Anatomy of a Child/Teen Menace
Sunday, March 29th, 2009I read an article in a St. Louis paper about parenting oppositional kids written by an accomplished therapist and educator. It was great advice about basic ways parents could intervene with oppositional defiant kids. What the article missed, what most articles miss, is how this behavior gets set up in the first place. It missed the complexity of families, the subterranean happenings, the unspoken communications that overshadow whatever is being said and done on the surface. It missed the essence of what is really going on and the fact that those behaviors are weaved into the fabric of the family. So all the great intervention strategies will work for awhile and then they will stop working. The situation will become worse than before the interventions were tried.
Here is what is going on in the underbelly: 1) Parents who need to be loved by their children and the children who know this. The kids know that by giving their parents the love they so desperately need they will have a special place. Parents end up as willing victims of extortion with the kids demanding more and more by holding love hostage. When parents finally wake up and say “no” to this bizarre arrangement, usually for the wrong reason (like the price is too high), they are told by their entitled children that there is no escape or rescue. If parents hold their ground and stop fulfilling demands, it is then that the oppositional defiant behavior begins. 2) Parents who sabotage each other by giving kids mixed communications. It could be that one parent is the disciplinarian and the other is the “nice one” who never follows through with enforcing any consequences. Or it could happen with grandparents usurping parents; misguided professionals taking the side of kids without knowing the whole story; the media telling kids that parents are idiots.

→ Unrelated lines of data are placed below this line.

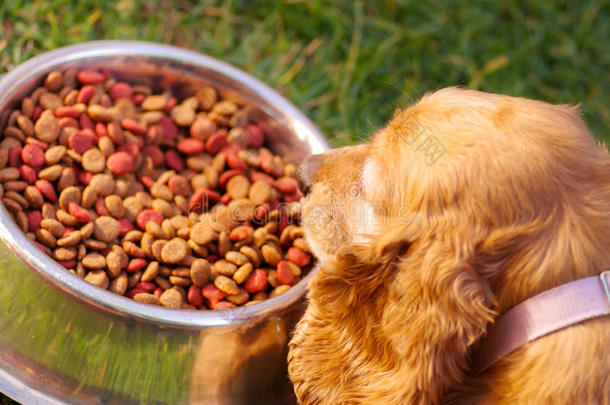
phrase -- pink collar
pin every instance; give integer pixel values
(542, 314)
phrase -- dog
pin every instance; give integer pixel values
(465, 205)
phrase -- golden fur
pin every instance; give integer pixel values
(420, 251)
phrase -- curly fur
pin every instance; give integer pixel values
(518, 203)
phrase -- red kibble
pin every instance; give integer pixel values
(14, 157)
(81, 214)
(135, 265)
(68, 264)
(125, 226)
(191, 146)
(138, 98)
(155, 154)
(202, 198)
(100, 130)
(131, 293)
(147, 181)
(174, 161)
(27, 174)
(284, 273)
(171, 103)
(146, 286)
(286, 185)
(86, 123)
(90, 77)
(67, 122)
(131, 148)
(84, 177)
(226, 176)
(32, 155)
(34, 220)
(85, 94)
(212, 293)
(220, 305)
(169, 130)
(133, 126)
(120, 163)
(46, 189)
(36, 114)
(240, 232)
(262, 211)
(66, 111)
(215, 143)
(148, 215)
(81, 141)
(236, 163)
(100, 207)
(257, 281)
(194, 296)
(256, 138)
(33, 141)
(298, 257)
(225, 199)
(296, 196)
(212, 258)
(255, 176)
(120, 90)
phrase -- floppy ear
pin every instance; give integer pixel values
(390, 322)
(451, 305)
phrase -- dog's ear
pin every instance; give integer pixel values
(410, 302)
(449, 305)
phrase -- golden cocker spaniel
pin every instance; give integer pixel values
(463, 206)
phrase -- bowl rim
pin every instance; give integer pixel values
(105, 300)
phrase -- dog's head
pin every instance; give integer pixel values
(465, 204)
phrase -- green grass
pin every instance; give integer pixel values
(348, 64)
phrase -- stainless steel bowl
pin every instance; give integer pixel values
(64, 340)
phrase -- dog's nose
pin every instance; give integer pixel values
(308, 169)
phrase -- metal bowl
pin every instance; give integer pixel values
(64, 340)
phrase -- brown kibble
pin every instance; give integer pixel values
(54, 154)
(94, 261)
(115, 206)
(260, 192)
(202, 233)
(46, 127)
(71, 239)
(106, 228)
(97, 278)
(54, 226)
(227, 285)
(242, 274)
(54, 81)
(119, 284)
(151, 272)
(174, 251)
(156, 102)
(68, 195)
(236, 258)
(171, 298)
(224, 268)
(200, 272)
(147, 298)
(93, 161)
(103, 184)
(271, 255)
(279, 290)
(238, 186)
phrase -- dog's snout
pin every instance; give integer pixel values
(307, 170)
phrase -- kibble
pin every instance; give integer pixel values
(169, 202)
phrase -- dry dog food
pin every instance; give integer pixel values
(169, 202)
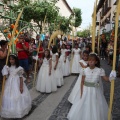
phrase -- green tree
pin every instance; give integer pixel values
(37, 12)
(84, 33)
(78, 17)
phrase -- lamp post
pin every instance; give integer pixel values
(73, 22)
(10, 4)
(1, 6)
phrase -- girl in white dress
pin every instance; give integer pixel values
(76, 90)
(46, 83)
(76, 58)
(65, 62)
(16, 101)
(92, 104)
(56, 67)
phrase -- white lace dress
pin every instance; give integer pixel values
(57, 73)
(75, 94)
(75, 62)
(15, 104)
(92, 105)
(65, 65)
(45, 83)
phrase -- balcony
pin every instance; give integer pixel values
(105, 9)
(100, 4)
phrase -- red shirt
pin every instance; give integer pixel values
(22, 54)
(40, 55)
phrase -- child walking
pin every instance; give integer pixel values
(65, 62)
(76, 90)
(76, 58)
(16, 102)
(92, 104)
(56, 67)
(46, 83)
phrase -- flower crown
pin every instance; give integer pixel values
(13, 54)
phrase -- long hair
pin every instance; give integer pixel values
(93, 55)
(14, 56)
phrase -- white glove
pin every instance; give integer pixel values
(5, 70)
(112, 75)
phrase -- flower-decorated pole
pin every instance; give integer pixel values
(114, 59)
(10, 44)
(38, 51)
(94, 26)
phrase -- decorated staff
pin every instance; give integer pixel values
(10, 44)
(94, 26)
(114, 59)
(99, 38)
(37, 51)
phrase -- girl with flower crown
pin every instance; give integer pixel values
(91, 104)
(16, 102)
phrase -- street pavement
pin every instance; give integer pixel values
(55, 106)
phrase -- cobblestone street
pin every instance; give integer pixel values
(55, 106)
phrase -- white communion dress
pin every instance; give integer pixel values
(14, 103)
(65, 65)
(57, 73)
(76, 90)
(75, 62)
(92, 105)
(46, 83)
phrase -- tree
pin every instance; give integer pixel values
(85, 33)
(38, 10)
(78, 18)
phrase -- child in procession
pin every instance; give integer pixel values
(64, 60)
(76, 58)
(45, 80)
(16, 101)
(76, 90)
(92, 104)
(56, 68)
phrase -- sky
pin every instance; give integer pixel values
(86, 7)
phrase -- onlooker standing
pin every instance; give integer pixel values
(23, 49)
(103, 49)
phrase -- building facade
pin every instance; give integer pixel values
(106, 11)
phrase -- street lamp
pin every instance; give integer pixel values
(1, 7)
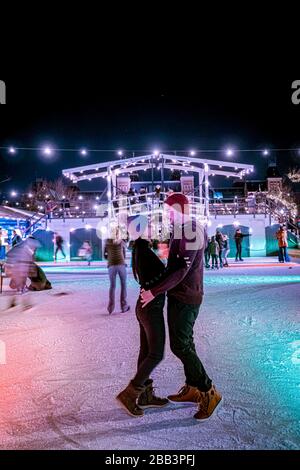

This breeds mutiny where oppositional behavior escalates and can turn violent. 3) Emotional incest where parents literally become friends with their children thereby breaking down all boundaries, the natural order of parents raising their kids and ending any possibility of effective parenting. Friends do not have authority over each other and if, by chance, a parent decides to be the parent the kid-friend says this is not going to happen. It is a small step to outright anarchy.
Suggestions for interventions are sometimes useful but they are just band-aids that do not address what is going on below. It is the malignancies that we must face, sooner or later. That is the true test of wanting a healthy family.